The organization called on the U.S. House of Representatives to table a resolution condemning antisemitism.

Ilhan Omar (photo credit: REUTERS)
Ilhan Omar
(photo credit: REUTERS)
CEO and national director of the Anti-Defamation League Jonathan Greenblatt has called on Speaker of the House of Representatives Nancy Pelosi to table a resolution in Congress condemning antisemitism, in light of repeated antisemitic comments by Rep.

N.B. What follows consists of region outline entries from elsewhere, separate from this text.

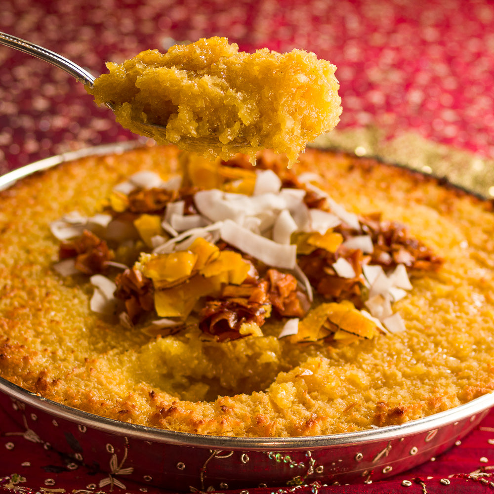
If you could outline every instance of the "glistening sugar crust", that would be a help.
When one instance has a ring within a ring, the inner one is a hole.
[[[308,150],[295,171],[319,174],[319,186],[349,211],[407,225],[444,260],[412,274],[413,289],[394,304],[406,331],[300,345],[278,338],[274,324],[262,337],[203,341],[187,330],[150,336],[92,312],[87,278],[53,270],[59,243],[49,223],[101,211],[113,187],[140,169],[165,179],[179,166],[174,148],[152,148],[67,164],[1,193],[2,376],[119,420],[257,437],[401,423],[492,389],[490,203],[337,153]]]

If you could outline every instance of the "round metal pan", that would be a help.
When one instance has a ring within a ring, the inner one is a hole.
[[[0,177],[0,189],[36,171],[134,143],[98,146],[37,162]],[[383,479],[440,454],[494,406],[489,394],[401,425],[289,438],[205,436],[136,425],[44,399],[0,377],[0,408],[30,441],[43,443],[102,474],[94,487],[126,479],[179,491],[335,484]]]

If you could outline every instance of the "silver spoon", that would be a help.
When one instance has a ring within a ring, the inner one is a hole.
[[[44,62],[47,62],[48,63],[58,67],[59,69],[61,69],[73,77],[75,77],[77,81],[82,82],[84,85],[92,87],[96,80],[96,78],[91,74],[72,60],[66,58],[54,51],[52,51],[46,48],[43,48],[42,46],[35,44],[34,43],[26,41],[25,40],[22,40],[16,36],[13,36],[6,33],[0,31],[0,44],[4,44],[6,46],[18,50],[19,51],[32,55]],[[113,105],[111,102],[108,102],[105,104],[111,110],[114,110]],[[162,140],[166,140],[164,138],[166,129],[166,126],[140,121],[134,121],[134,123],[138,126],[140,133],[155,138],[158,135]],[[198,138],[182,136],[179,142],[173,143],[177,144],[180,147],[184,147],[184,149],[187,149],[187,146],[192,146],[193,148],[195,148],[200,142],[203,145],[206,147],[221,145],[221,143],[217,136],[214,135]],[[239,148],[239,150],[241,148],[248,146],[248,143],[247,141],[239,138],[236,138],[229,144],[230,146]]]
[[[54,51],[52,51],[46,48],[43,48],[42,46],[35,44],[34,43],[26,41],[25,40],[22,40],[16,36],[12,36],[11,35],[0,31],[0,44],[4,44],[6,46],[18,50],[19,51],[32,55],[44,62],[47,62],[48,63],[58,67],[59,69],[61,69],[73,77],[75,77],[77,81],[82,82],[84,85],[92,87],[96,80],[96,78],[91,74],[72,60],[66,58]],[[111,103],[108,102],[106,104],[112,111],[114,109]],[[165,125],[159,125],[157,124],[149,124],[143,122],[136,122],[134,123],[138,125],[139,130],[143,134],[151,137],[155,137],[157,133],[163,137],[165,133],[164,131],[166,128]],[[220,144],[217,137],[214,135],[197,138],[183,136],[180,140],[180,143],[174,143],[174,144],[178,144],[179,145],[180,144],[183,144],[186,145],[195,146],[199,140],[206,145],[214,146]],[[233,145],[239,148],[247,144],[248,143],[246,141],[240,139],[236,139],[230,143],[230,145]]]

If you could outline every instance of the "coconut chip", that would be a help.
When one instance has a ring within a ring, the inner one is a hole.
[[[223,222],[220,233],[221,239],[225,242],[268,266],[293,269],[296,265],[295,245],[277,244],[229,219]]]
[[[299,320],[297,317],[293,317],[288,319],[285,323],[283,329],[278,335],[278,338],[281,339],[292,334],[296,334],[298,332],[298,322]]]
[[[117,285],[106,276],[94,275],[89,279],[94,291],[89,303],[93,312],[111,316],[116,313],[118,301],[113,296]]]

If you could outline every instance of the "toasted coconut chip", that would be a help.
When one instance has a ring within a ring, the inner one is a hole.
[[[353,278],[357,275],[352,265],[344,258],[340,257],[331,265],[333,269],[340,278]]]
[[[252,195],[273,192],[275,194],[280,191],[281,180],[272,170],[256,170],[255,185]]]
[[[162,187],[164,183],[158,173],[145,170],[131,175],[128,180],[140,189],[154,189]]]
[[[338,204],[334,199],[329,197],[329,194],[318,187],[311,183],[306,184],[306,186],[309,190],[319,194],[321,197],[326,200],[328,205],[329,206],[331,212],[335,214],[343,223],[346,223],[351,228],[360,231],[360,222],[359,217],[354,213],[347,211],[340,204]]]
[[[106,228],[111,221],[112,216],[111,214],[99,213],[91,216],[90,218],[88,218],[87,224],[90,226],[91,225],[97,225]]]
[[[192,228],[201,228],[206,226],[209,222],[200,214],[187,214],[186,216],[172,214],[170,218],[170,224],[177,232],[184,232]]]
[[[313,171],[305,171],[298,175],[298,180],[302,183],[308,182],[320,182],[321,176]]]
[[[285,336],[289,336],[291,334],[296,334],[298,332],[298,322],[299,321],[298,317],[288,319],[285,323],[283,329],[278,335],[278,338],[284,338]]]
[[[305,231],[318,232],[322,235],[341,223],[341,220],[336,215],[321,209],[309,209],[309,229]]]
[[[170,219],[174,214],[184,215],[185,208],[185,201],[176,201],[174,203],[168,203],[165,210],[164,220],[170,222]]]
[[[365,264],[362,266],[362,272],[368,288],[370,287],[378,276],[381,274],[384,274],[384,270],[381,266],[374,264]]]
[[[374,317],[373,316],[371,316],[369,312],[367,312],[367,311],[364,310],[363,309],[361,310],[360,312],[362,313],[363,316],[365,316],[368,319],[370,319],[370,321],[374,323],[381,332],[388,332],[386,328],[383,326],[382,323],[381,323],[381,321],[380,321],[376,317]]]
[[[168,319],[167,318],[163,318],[161,319],[156,319],[155,321],[152,321],[151,324],[154,326],[158,326],[160,328],[173,328],[175,326],[183,326],[184,322],[177,319]]]
[[[273,240],[278,244],[289,244],[291,234],[297,230],[297,224],[288,209],[278,214],[273,226]]]
[[[117,269],[125,270],[128,269],[128,266],[126,264],[124,264],[122,262],[116,262],[115,261],[107,261],[105,263],[105,265],[111,266],[112,267],[117,268]]]
[[[134,329],[134,324],[130,319],[130,316],[126,312],[121,312],[119,314],[119,322],[121,326],[127,329]]]
[[[374,251],[374,245],[370,235],[356,235],[351,237],[343,243],[347,248],[360,249],[364,254],[370,254]]]
[[[411,290],[413,288],[404,264],[398,264],[389,277],[393,286],[397,288],[402,288],[404,290]]]
[[[61,219],[72,225],[85,224],[87,220],[86,216],[83,216],[81,213],[77,211],[72,211],[67,214],[64,214]]]
[[[101,228],[106,228],[111,220],[109,214],[97,214],[86,218],[73,212],[52,221],[50,223],[50,229],[58,240],[68,240],[79,237],[84,230],[101,231]]]
[[[200,237],[212,244],[215,244],[219,239],[219,232],[222,224],[223,222],[219,221],[208,225],[203,228],[188,230],[157,247],[153,251],[153,253],[166,254],[175,250],[183,250],[191,245],[196,239]]]
[[[228,244],[268,266],[293,269],[296,265],[296,246],[277,244],[239,226],[231,220],[223,222],[221,237]]]
[[[407,329],[401,316],[397,313],[383,320],[382,324],[390,333],[401,333]]]
[[[369,290],[369,298],[371,298],[374,295],[388,293],[391,287],[391,280],[386,276],[386,273],[383,271],[377,275],[370,285],[370,288]]]
[[[109,316],[115,314],[118,301],[114,297],[113,293],[117,289],[117,285],[102,275],[94,275],[89,280],[94,287],[89,302],[91,310],[93,312]]]
[[[310,284],[310,282],[305,273],[302,270],[298,264],[297,264],[291,270],[291,274],[297,279],[297,281],[305,289],[309,301],[311,302],[313,301],[314,292],[312,290],[312,286]]]
[[[125,182],[121,182],[117,184],[112,189],[114,192],[120,192],[128,196],[133,190],[135,190],[137,187],[130,180],[125,180]]]
[[[129,221],[114,219],[108,223],[105,233],[105,238],[122,244],[126,240],[137,240],[139,237],[137,231]]]
[[[76,259],[74,258],[64,259],[63,261],[56,262],[53,265],[53,269],[62,276],[72,276],[73,275],[81,274],[81,271],[76,267]]]
[[[178,190],[181,185],[182,177],[179,175],[177,175],[163,182],[159,188],[166,190]]]

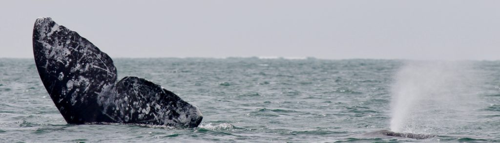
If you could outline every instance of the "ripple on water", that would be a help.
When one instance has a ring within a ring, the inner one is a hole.
[[[33,127],[38,126],[40,126],[40,125],[28,122],[26,121],[22,121],[22,123],[19,124],[19,127]]]

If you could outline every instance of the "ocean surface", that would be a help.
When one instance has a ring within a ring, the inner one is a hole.
[[[114,61],[119,79],[146,79],[198,106],[201,125],[66,124],[34,59],[0,58],[0,142],[500,142],[500,61]],[[392,127],[435,136],[366,134]]]

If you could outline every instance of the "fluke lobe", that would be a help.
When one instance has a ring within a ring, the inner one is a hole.
[[[117,82],[113,61],[50,17],[36,19],[33,52],[40,78],[68,124],[118,123],[198,127],[196,106],[144,79]]]

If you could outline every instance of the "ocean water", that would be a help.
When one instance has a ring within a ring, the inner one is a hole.
[[[500,61],[114,61],[118,79],[145,78],[197,106],[201,125],[66,124],[32,59],[0,58],[0,142],[500,142]],[[365,134],[391,127],[436,136]]]

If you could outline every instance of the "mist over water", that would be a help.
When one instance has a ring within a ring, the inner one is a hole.
[[[198,106],[200,126],[68,124],[32,59],[0,58],[0,143],[500,142],[500,61],[114,61],[118,79],[150,80]],[[438,136],[364,134],[389,127]]]
[[[473,67],[464,61],[405,62],[390,90],[390,130],[446,134],[472,124],[482,81]]]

Ilhan Omar.
Omar said last week during a town hall event that “I want to talk about the political influence in this country that says it is okay to push for allegiance to a foreign country,” in reference to the pro-Israel lobby in Washington.
Called to retract the comment by a fellow Democratic congresswoman, Omar tweeted “I should not be expected to have allegiance/pledge support to a foreign country in order to serve my country in Congress or serve on committee.”
Writing to Pelosi on Monday, Greenblatt said that “Accusing Jews of having allegiance to a foreign government has long been a vile antisemitic slur that has been used to harass, marginalize, and persecute the Jewish people for centuries.”
He also noted that reported incidents of antisemitism in the US have risen dramatically in recent years, and pointed to the recent spate of physical assaults against Jews in New York, as well as the Pittsburgh massacre of 11 Jewish men and women last year, as worrying signs of the resurgence of antisemitism as a severe societal ill.
“In light of these additional antisemitic statements by Rep. Omar, we ask that you give the entire Congress an opportunity, through a House resolution, to voice its rejection of her latest slur and make clear that no matter what may divide the 435 members of the House of Representatives, they are united in condemning antisemitism.”
“The entire Congress should commit itself to living up to the pledge that George Washington made to the Jewish community of Newport, RI when he wrote that our country will be one ‘which gives to bigotry no sanction, to persecution no assistance,’” wrote Greenblatt.